Now for Something a Little Different: Translating Technet Wiki Articles into Spanish

I've read quite a few posts on the Wiki Ninjas blog discussing translating articles from English into other languages, mainly Italian and Brazilian Portuguese. I checked on Wiki: Non-English Language Title Guidelines, and there didn't seem to be a lot of translations about Entity Framework into Spanish (despite the copious translations by Ed Price on other subjects). Since I speak Spanish pretty well, having gone to 2ary school in Chile for 3 years, I decided to try translating the Entity Framework FAQs into Spanish. This is the story of how that journey went.

The first step is to use the Translation Widget on the wiki English page to create an automated translation. Next, you hand-correct it, since the translation quality varies widely. I had some initial unclarity over the exact mechanics of making this work: but once I figured it out (I may edit the wiki article on how to use the widget), it went smoothly: really, no different than learning any other new technology.

One bit of advice I was given was to write simple, uncomplicated sentence structures. Since I was translating an existing article, this wasn't an option. I could have rewritten the English version, but you don't know in advance what is going to cause problems, so are likely to do more work than is needed.

A problem in translation is technical terms. For example, a common term in the Entity Framework area is "Plain Old CLR Objects"", and you can just imagine what the Widget did with this: colloquial terms like "plain old" are hard to translate. Here at Microsoft we have a centralized glossary of technical terms and their translations into a variety of languages. Having this available both speeded up my manual translating significantly, and it also ensured consistency. If you don't work at Microsoft, and need to do a significant amount of translating, I advise compiling such a glossary.

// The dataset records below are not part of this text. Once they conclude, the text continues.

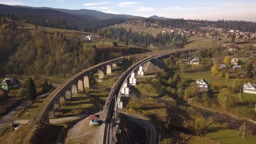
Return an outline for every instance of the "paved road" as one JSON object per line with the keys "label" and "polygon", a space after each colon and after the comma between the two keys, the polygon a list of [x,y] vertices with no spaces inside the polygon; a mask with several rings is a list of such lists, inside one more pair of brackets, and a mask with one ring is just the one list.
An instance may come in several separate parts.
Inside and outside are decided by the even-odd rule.
{"label": "paved road", "polygon": [[[158,101],[160,102],[164,102],[167,105],[170,105],[171,106],[176,106],[175,105],[170,105],[169,101],[162,98],[158,99]],[[175,105],[187,105],[184,102],[181,101],[177,101],[175,103]],[[256,124],[253,123],[248,123],[247,121],[239,118],[236,118],[235,116],[205,108],[199,108],[195,105],[190,105],[190,106],[194,108],[197,112],[202,115],[204,118],[207,118],[211,116],[213,117],[216,122],[220,122],[220,123],[224,122],[227,122],[229,124],[230,128],[234,129],[238,129],[241,125],[243,124],[244,122],[246,122],[246,128],[251,130],[253,132],[253,135],[256,136]]]}
{"label": "paved road", "polygon": [[148,142],[148,144],[156,144],[157,132],[152,123],[140,116],[124,112],[121,113],[128,116],[128,118],[133,122],[140,125],[141,128],[145,129],[145,131],[147,133],[147,141]]}
{"label": "paved road", "polygon": [[[85,118],[88,117],[89,115],[74,115],[72,117],[64,117],[64,118],[55,118],[55,119],[50,119],[49,120],[50,124],[63,124],[68,121],[75,121],[78,119],[80,119],[82,118]],[[30,119],[20,119],[20,120],[14,120],[14,122],[15,123],[19,124],[26,124],[29,121]],[[6,122],[4,124],[3,124],[1,125],[6,125],[10,124],[11,123],[10,122]]]}
{"label": "paved road", "polygon": [[[36,97],[36,100],[40,99],[44,96],[49,95],[50,93],[51,92],[47,92],[47,93],[40,95]],[[10,122],[12,119],[13,119],[13,115],[17,111],[20,111],[22,108],[28,105],[30,102],[31,102],[23,101],[21,101],[21,103],[17,107],[13,108],[11,111],[5,115],[0,118],[0,125],[6,122]]]}
{"label": "paved road", "polygon": [[145,76],[136,76],[136,78],[152,78],[154,76],[154,75],[145,75]]}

Another problem is slang. For example, "good to go"' gets translated literally, word for word. As you likely know, slang is specific to a country or region. As a high school student in Chile, my friends and I produced some hilarious results in both languages because we didn't realize this at first.

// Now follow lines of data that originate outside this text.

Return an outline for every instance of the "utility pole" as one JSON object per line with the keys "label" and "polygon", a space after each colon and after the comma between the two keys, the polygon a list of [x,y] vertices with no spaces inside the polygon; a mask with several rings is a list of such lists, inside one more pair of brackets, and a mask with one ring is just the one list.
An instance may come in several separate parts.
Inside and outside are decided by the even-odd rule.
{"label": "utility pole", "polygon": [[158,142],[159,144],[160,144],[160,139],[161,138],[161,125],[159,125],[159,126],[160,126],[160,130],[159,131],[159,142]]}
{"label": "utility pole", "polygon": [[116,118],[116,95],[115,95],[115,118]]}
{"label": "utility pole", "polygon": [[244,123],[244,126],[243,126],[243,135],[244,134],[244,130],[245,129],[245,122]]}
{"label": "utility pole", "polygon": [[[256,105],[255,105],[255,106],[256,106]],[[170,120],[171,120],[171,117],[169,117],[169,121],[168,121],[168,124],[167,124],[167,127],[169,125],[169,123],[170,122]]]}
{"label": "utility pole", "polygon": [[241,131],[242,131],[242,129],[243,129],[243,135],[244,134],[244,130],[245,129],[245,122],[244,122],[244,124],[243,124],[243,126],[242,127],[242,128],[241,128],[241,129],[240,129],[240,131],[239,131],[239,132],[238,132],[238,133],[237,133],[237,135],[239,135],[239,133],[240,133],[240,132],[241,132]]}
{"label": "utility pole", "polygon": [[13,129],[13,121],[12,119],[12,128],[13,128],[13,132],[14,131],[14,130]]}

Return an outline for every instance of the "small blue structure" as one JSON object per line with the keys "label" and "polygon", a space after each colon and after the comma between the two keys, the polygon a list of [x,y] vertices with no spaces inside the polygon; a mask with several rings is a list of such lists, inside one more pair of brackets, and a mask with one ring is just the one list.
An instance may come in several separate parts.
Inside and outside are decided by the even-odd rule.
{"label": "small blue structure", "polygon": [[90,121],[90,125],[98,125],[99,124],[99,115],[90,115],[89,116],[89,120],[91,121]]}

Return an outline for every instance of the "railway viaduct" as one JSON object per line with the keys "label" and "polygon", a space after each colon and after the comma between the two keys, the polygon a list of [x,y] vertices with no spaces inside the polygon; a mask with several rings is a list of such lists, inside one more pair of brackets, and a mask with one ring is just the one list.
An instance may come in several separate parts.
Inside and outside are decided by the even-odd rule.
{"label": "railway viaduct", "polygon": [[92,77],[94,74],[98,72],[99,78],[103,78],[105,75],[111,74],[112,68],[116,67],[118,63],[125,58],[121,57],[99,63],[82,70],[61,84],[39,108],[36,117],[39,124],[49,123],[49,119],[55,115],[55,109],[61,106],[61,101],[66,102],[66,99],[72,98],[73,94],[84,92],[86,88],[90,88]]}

The bottom line is that the Widget saves you a whole lot of time. Despite the occasional poor quality of translation, it is much faster than doing it entirely by hand. And if you have a technical glossary available, things go even faster.

 Examples of Translation Problems (Warning: non-English appearing soon)

How good is the automated translation? Here are a few examples of problematic results.

A general problem seems to be the amount of context that the Widget takes into account. It appears to have a narrow window of just a few words surrounding any given word, and so sometimes loses the overall syntax. At times it looks like the Widget has done a word for word translation. But often it does a good, or adequate, job.

Another problem is ambiguity. Here is a sentence from one of the FAQs:

For more details, and a full example of reading entities from a stored procedure, seë:

The word ""reading"" is clearly a verb, however the translator interprets it as an adjective modfiying ""entities"". So it evidently thinks that there are entities, and then there are special ""reading entities"". Here's the translation it produces:

Para obtener más detalles y un ejemplo completo de entidades de lectura desde un procedimiento almacenado, consulte:

The sentence also sounds slightly off, so I corrected the translation to this:

Para obtener información más detallada y un ejemplo completo que explica como leer entidades usando un procedimiento almacenado, consulte:

And then, every so often the widget seems to get very random. Here's a sentence where I can't really deduce what it did.

This is something we considered but in the end rejected

which turns into

Esto es algo que considera pero al final rechazada

For some reason the widget forgot how to conjugate verbs properly, and since the sentence isn't that complex, I can't really guess why.

For some more examples, use the widget on this page to translate this posting into a language you know. That should provide you with a good feel for the quality of what gets produced.